Diese Anerkennung wird nun dem Reggae-Veteranen Vin Gordon von Nat Birchall & Al Breadwinner erneut zuteil, denn die beiden haben gemeinsam Vin Gordon’s neues Album “African Shores” produziert. Die selbe Band wie bei „Sounds Almighty“ (minus dem Gasttrompeter KT Lowry) spielte jetzt in weniger als 24 Stunden „Vin Gordon – African Shores“ ein.
Was wir zu hören bekommen, sind zwei richtig relaxte Instrumental-Alben mit reichlich Jamaican Jazz Einflüssen, schönen Nyahbinghi Percussions à la Mystic Revelation Of Rastafari und klassischen Dub Versions à la King Tubby. Achtet auf die klassischen Nyahbinghi-Drums sowohl bei “African Shores” als auch “Sounds Almigthy”.”African Shores” ist wie sein Pendant ein sehr schöne, qualitativ hochwertiges Album geworden, das all denen gefallen wird, die bereits “Soul Almighty” zu schätzen wissen/wussten.
Auch “African Shores” wurde wieder mit Tape und analogem Equipment eingespielt, so wie wir das schon einige Jahre von Al Breadwinner gewohnt sind. Vin Gordon’s „African Shores“ wird meines Erachtens eine ähnliche Begeisterung hervorrufen wie „Sounds Almighty“. Rootsige Riddims, schöne Horn-Sections, schwere Bass-Lines und Drums sowie richtig gute klassische Dub-Versions. Es herrscht eine milde, schon beinahe sanftmütige, magische Stimmung. Man kann förmlich die Sonne spüren, das Sensi riechen oder den Rum schmecken, je nach persönlichen Freizeitvorlieben. Auf jedem Fall macht diese Musik richtig Laune und ist soooo geil, „dass sie selbst einer Steinkopfstatue auf den Osterinseln ein Lächeln auf das Gesicht zaubern würde“.
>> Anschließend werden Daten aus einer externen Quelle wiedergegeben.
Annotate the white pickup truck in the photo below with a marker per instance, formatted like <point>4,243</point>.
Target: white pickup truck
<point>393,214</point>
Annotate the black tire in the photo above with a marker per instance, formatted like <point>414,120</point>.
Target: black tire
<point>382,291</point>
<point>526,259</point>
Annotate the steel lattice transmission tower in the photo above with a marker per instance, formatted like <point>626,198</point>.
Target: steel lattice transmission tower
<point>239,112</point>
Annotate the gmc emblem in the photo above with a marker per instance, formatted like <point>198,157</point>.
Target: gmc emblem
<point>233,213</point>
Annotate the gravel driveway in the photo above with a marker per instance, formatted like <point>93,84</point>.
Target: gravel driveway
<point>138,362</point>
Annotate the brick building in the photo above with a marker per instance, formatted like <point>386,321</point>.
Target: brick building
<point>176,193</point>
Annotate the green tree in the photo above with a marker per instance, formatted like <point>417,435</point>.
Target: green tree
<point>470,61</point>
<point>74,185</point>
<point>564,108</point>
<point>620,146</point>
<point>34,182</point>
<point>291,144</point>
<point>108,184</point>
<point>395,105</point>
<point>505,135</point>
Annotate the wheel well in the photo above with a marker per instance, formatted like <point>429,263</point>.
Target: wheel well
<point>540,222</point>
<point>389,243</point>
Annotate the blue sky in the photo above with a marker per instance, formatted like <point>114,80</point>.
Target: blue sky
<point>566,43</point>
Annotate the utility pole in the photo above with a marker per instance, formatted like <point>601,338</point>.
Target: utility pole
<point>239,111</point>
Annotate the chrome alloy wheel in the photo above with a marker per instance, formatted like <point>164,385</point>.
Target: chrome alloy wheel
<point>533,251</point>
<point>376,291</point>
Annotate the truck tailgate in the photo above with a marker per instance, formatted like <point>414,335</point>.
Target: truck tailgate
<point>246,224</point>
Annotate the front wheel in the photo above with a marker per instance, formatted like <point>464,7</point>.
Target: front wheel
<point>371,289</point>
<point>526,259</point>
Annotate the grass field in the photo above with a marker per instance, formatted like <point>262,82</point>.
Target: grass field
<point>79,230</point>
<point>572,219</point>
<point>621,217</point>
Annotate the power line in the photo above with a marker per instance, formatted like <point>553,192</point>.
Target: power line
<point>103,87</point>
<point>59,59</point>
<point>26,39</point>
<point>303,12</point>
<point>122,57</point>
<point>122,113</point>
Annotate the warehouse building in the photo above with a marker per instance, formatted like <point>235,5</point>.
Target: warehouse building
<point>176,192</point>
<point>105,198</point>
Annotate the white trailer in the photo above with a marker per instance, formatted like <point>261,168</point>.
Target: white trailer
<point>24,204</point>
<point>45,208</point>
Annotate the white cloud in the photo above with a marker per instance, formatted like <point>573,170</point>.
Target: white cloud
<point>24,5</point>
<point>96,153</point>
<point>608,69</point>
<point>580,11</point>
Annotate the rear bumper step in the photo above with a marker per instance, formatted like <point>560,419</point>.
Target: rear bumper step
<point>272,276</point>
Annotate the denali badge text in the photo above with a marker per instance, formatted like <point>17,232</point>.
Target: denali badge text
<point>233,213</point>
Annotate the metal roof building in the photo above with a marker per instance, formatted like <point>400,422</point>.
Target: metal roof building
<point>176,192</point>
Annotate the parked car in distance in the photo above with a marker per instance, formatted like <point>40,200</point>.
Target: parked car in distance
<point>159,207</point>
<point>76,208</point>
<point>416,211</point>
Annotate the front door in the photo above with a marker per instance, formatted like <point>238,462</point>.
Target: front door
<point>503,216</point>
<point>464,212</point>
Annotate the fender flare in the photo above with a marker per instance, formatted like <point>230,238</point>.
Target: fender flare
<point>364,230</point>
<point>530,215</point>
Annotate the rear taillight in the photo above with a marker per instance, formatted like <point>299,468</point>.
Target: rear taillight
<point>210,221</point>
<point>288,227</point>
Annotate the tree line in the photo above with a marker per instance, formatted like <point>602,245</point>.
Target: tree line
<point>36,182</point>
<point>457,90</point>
Je mehr ich darüber schreibe, desto bewusster wird mir, dass sowohl „Sounds Almighty“ als auch „African Shores“ eine Rückbesinnung auf die wahren/echten Roots von Ska, Rocksteady, Reggae und Dub sind! Was will Mensch mehr???
Stay tuned…
Boah, sach’ ma: warum schreibst du nicht bei uns eigene Reviews!? Einen kompetenten Rootsreggae-Fan mit Blick zu Jazz und anderen angrenzenden Genres können wir auf jeden Fall gut gebrauchen 🙂
Das Gleiche hab ich auch gedacht!
Ich kann die Begeisterung für beide Alben nur teilen! Bester Klang auf Vinyl, fette Vintage Producktionen und was mich besonders beeindruckt hat, dass es nicht so vorhersehbar bzw. -hörbar klingt. Viele überraschende Elemente, auch bei den Dub Versions. Muss wohl der Jazz Einfluss sein 🙂
Ja, das Album klingt wirklich nicht nach einem Nostalgie-Trip und ist keine Nachahmungsgeschichte, sondern klingt nach Eigenständigkeit und Originalität. Bin aber nicht in den Genuss von Vinyl gekommen, da ich es lediglich in digitaler Form gehabt habe.